See Wavelength Calibration for a discussion of various algorithms and see WaveCalib for a discussion of the main outputs and good/bad examples.
Finding Data
To build a new template, the requirements are wavelength calibrations for the arc spectra over the full wavelength range needed. This may take multiple exposures of arc lamps to cover the full range.
Using the Holy Grail Algorithm
Once you have a set of different arc lamp exposures that cover the desired range, run through the data using the option of the Holy Grail algorithm to generate a wavelength calibration and select the slits where the technique is successful. See WaveCalib for an example QA plot that illustrates a good wavelength solution.
With a complete set of correctly calibrated arc line data, identify wavelength regions, with no gaps, that cover the full range in wavelength desired.
In situations where the Holy Grail fails, one may resort to pypeit_identify.

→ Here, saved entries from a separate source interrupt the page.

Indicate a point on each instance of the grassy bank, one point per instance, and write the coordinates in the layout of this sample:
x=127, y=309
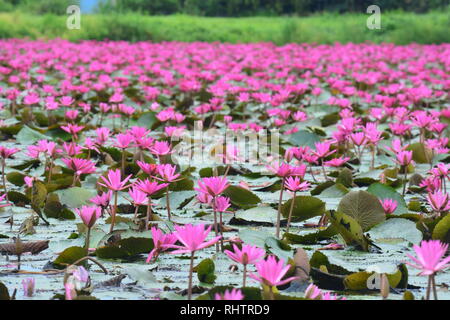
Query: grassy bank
x=397, y=27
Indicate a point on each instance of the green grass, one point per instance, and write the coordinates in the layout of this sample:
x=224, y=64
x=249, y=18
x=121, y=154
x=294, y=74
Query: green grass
x=397, y=27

If a calibrated arc line spectrum that covers the desired wavelength range is
already available, an ascii file with 2 columns, wavelength and flux,
can be used instead of running the reduction with the Holy Grail
algorithm.
Creating the Template
Once all of the slits and wavelength calibration files are selected, use
build_template() to turn the
list of slits, wavelength ranges, and WaveCalib files into a final
template.
For longevity, it is a good idea to install the PypeIt Development Suite (see
here) and combine your solution with all PypeIt wavelength
solutions using the same instrument and grating. If you used the
pypeit_identify utility, it will output a file called wvcalib.fits.
You should put this file in the appropriate instrument folder in the PypeIt
Development Suite templates directory:
$PYPEIT_DEV/dev_algorithms/wavelengths/template_files/
you should also rename this file to match the current formatting:
mv wvcalib.fits ${TELESCOPE}_${INSTRUMENT}_${GRATING}_${WAVECEN}.fits
Now, open the
pypeit/core/wavecal/spectrographs/templ_TELESCOPE_INSTRUMENT.py file, and
either (1) add a new setup if yours doesn’t already exist or (2) edit a setup if
you want to add your solution to a pre-existing setup. The latter is only
usually warranted if you are extending the wavelength coverage of a previous
setup. The key information you will need is the spectral binning and the slit
spatid. Both of these numbers are printed on the command line when you
complete the fitting with the pypeit_identify utility. Once this is
setup, simply execute python templates.py from the directory that contains
templ_TELESCOPE_INSTRUMENT.py.
This will automatically put your solution into the reid_arxiv directory.
Add all of these files to git, and submit a PR for both PypeIt and the PypeIt
Development Suite.
Alternatively, if you want to construct a template file yourself (with the possible disadvantage that your solution cannot be stitched together with solutions from the same spectrograph+grating in the future), you can write a script where the input looks like the following:
from pypeit.core.wavecal import templates
templates.build_template(wfiles, slits, wv_cuts, binspec, outroot, ifiles=ifiles,
det_cut=det_cut, chk=True, normalize=False, lowredux=False,
subtract_conti=True, overwrite=overwrite, shift_wave=True)
See build_template() for a description of
all the parameters, and pypeit/core/wavecal/spectrographs for examples of
the use of this function.
This produces a file called outroot that contains the template. The templates are saved in
pypeit/data/arc_lines/reid_arxiv. It also produces a plot of the final product.